With both the objective data set forth by the physician and the belief system of the patient made apparent, the two should work with teams like the palliative care doctors to re-assess the options and finally come to a shared decision. This shared decision should aim to respect the patient’s autonomous choices, while also staying true to the ethical medical principles of doing good and minimizing harm. By listening to and engaging with their patients, physicians can prioritize the patient’s dignity and comfort at a time of deep suffering and pain.
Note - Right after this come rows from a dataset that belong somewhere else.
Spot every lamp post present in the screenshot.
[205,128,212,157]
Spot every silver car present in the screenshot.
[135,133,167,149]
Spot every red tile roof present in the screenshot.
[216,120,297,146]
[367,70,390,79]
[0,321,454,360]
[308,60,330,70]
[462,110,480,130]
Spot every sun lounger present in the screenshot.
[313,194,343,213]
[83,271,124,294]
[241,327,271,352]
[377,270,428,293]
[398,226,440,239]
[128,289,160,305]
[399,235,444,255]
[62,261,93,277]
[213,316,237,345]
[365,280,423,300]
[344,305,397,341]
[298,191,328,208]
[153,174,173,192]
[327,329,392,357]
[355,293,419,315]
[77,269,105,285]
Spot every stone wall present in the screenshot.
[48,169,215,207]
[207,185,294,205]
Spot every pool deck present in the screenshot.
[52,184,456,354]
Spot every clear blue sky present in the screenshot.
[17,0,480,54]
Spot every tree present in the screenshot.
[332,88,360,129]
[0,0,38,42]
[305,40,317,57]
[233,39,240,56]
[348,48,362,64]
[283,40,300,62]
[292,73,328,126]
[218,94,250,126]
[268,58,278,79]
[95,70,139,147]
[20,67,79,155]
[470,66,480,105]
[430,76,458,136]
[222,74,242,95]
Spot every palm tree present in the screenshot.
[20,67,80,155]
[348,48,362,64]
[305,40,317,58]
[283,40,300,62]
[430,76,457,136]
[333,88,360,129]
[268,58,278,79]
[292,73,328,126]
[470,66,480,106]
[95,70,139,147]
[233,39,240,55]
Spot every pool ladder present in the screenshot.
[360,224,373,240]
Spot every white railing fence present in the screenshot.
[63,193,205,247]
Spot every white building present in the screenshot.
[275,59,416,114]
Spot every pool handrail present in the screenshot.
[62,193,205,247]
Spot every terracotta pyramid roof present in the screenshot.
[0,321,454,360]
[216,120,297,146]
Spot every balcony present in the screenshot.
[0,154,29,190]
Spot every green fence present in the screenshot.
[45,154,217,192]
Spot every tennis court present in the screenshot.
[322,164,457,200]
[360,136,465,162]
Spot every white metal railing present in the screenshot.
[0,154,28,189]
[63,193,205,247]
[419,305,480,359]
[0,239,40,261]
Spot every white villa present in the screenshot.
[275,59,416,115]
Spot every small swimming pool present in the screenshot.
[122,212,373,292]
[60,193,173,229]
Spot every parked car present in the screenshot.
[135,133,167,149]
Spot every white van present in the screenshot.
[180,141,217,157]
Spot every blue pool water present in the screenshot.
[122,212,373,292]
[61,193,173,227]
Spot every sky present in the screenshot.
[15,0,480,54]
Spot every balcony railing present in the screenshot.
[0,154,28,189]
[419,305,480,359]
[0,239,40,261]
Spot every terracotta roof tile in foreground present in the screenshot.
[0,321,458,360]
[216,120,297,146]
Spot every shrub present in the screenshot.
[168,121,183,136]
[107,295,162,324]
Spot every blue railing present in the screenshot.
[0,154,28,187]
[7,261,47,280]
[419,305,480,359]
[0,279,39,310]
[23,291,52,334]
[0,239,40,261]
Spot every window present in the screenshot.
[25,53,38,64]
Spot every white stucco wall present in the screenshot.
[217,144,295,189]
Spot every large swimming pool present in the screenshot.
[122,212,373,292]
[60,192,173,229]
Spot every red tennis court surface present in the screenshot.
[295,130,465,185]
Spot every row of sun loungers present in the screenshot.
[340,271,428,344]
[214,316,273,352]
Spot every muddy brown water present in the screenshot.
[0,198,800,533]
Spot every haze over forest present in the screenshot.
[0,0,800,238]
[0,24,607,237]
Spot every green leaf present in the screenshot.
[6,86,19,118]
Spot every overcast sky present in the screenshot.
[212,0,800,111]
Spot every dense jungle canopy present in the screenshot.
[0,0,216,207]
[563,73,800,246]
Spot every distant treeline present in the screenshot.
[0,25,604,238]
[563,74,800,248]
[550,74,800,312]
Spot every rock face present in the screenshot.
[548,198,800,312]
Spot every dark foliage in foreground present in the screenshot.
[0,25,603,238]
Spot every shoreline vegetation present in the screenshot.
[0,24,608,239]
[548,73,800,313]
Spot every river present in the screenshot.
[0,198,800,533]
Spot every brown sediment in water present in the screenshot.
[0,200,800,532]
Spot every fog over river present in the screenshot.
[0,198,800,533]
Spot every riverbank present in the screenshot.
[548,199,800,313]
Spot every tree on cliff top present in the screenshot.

LM-associated hydrocephalus severely impacts length and quality of life. Given the paucity of quality-of-life and survival data, there is currently no consensus in the medical community regarding how best to manage hydrocephalus in these patients. Treatment options include (1) shunt placement; (2) repeat lumbar punctures; (3) intraventricular reservoir placement; (4) endoscopic third ventriculostomy; or (5) no acute intervention with a focus on pain management. We believe that the four ethical principles put forth by Beauchamp and Childress (autonomy, non-maleficence, beneficence, and justice) can aid in analysis of how to manage LM-associated hydrocephalus. Furthermore, we believe that the management of LM-hydrocephalus should hinge upon rigorous upholding of these principles as well a highly individualized, patient-centered discussion of the management options. In this way, patients with a serious illness can safely and strongly live out whatever time they have left in a matter consistent with their personal and familial values.